Datactics DQE (Data Quality Extensions)
Datactics DQE is a data cleansing tool for MySQL users. The following is a brief overview of the Datactics’ Clean, Extract and Validate engines which have been embedded within DB2 running on Windows and Linux. Z-O/S is due shortly.
These Data Quality Extensions offer the following benefits:
• Profile whole data sets to reveal all invalid records
• Parse data to identify attributes and move to specific field
• Adjustable fuzzy matching more effective than SQL
• Standardise units of measure, abbreviations, colours, descriptions etc
• Embedded in the database, no integration issues
Clean
The Clean function enables dynamic cleansing and standardization of the data being returned by a SQL statement, function or stored procedure. Using reference tables, it allows the user to apply changes to the data held in a specified column. For example to remove punctuation, standardize abbreviations or correct misspellings.
Extract
The Extract function uses reference tables containing keywords, patterns and regular expressions to extract data elements from within a specified column. For example to parse a name or address into appropriate fields, or to isolate individual attributes from a product description.
Validate
The Validate function can be used to profile data in one or more columns and verify the content for completeness, accuracy and validity. Again reference tables are used to specify what values, data types and patterns are allowed. The data can then be flagged or scored appropriately, which can then be used to produce exception reports of invalid data, or to ascertain which information is preferred.
Fuzzy matching
Datactics’ fuzzy matching algorithms can be applied to the reference data for each of the above functions to allow a pre-defined number of errors.

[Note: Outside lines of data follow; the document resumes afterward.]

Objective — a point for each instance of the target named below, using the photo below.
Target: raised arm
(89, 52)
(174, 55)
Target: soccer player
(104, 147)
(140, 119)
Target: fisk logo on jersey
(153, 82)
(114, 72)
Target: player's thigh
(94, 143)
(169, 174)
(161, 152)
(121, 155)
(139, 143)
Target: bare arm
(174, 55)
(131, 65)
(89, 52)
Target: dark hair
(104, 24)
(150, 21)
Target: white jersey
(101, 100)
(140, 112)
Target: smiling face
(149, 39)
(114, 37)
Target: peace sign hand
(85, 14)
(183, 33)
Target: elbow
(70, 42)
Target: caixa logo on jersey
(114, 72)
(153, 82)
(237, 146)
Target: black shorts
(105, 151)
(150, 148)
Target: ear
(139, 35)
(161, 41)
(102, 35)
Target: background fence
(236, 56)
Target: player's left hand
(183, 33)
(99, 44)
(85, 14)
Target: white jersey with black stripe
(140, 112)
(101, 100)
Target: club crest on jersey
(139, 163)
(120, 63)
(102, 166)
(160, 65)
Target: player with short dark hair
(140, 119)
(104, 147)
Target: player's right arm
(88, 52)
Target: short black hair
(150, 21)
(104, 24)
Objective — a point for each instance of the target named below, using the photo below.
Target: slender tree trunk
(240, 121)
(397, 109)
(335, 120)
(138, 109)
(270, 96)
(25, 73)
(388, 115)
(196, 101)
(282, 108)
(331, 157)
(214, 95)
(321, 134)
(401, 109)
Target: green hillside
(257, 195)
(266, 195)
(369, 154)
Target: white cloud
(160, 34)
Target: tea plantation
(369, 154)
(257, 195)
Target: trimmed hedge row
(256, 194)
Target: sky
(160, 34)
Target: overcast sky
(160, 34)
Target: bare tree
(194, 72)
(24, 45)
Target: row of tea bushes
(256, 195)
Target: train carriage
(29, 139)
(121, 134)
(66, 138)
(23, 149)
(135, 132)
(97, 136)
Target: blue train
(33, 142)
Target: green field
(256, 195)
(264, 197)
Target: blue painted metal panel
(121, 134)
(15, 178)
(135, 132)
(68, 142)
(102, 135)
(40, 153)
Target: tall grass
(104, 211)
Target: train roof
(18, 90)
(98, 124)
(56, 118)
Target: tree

Example of fuzzy matching applied to Clean function: If we want to standardize “Apartment” to “Apt.”, allowing 1 error will enable us to compensate for possible spelling mistakes such as “Appartment” and “Aprtment” and therefore standardize these also.
Value Proposition
The advantage of using these pre-built functions is that they achieve much more than can be done using SQL queries alone yet they run in the same way and can be built into a SQL query by anyone who is familiar with SQL.

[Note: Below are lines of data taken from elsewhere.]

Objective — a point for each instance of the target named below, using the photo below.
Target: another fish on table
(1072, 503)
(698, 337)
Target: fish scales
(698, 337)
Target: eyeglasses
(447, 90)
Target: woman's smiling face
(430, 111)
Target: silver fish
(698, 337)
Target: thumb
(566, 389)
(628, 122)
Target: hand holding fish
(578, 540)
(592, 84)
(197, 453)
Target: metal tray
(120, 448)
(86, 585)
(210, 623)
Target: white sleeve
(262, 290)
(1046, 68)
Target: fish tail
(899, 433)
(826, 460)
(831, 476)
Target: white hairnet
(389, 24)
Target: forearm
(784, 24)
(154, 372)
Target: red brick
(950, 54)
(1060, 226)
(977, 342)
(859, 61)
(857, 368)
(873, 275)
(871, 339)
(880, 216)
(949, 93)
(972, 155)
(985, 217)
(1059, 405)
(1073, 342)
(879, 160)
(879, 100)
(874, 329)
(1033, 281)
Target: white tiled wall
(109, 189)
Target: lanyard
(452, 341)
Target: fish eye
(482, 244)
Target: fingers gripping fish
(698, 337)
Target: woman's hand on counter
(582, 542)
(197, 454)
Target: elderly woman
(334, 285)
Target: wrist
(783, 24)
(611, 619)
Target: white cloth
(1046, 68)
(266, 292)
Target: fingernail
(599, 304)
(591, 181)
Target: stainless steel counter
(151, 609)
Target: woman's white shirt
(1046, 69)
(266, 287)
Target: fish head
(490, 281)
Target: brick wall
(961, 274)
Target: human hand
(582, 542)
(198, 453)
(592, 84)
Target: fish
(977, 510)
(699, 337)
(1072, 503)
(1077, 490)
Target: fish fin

The profiling capability alone brings big advantages over the use of small samples and when combined with the adjustable fuzzy matching will give unparalleled accuracy.
This means that wherever there is a need for cleansing data such as during system migrations or dashboarding of data quality for governance and compliance better results are available at a lower cost and shorter time than trying to handcraft SQL queries.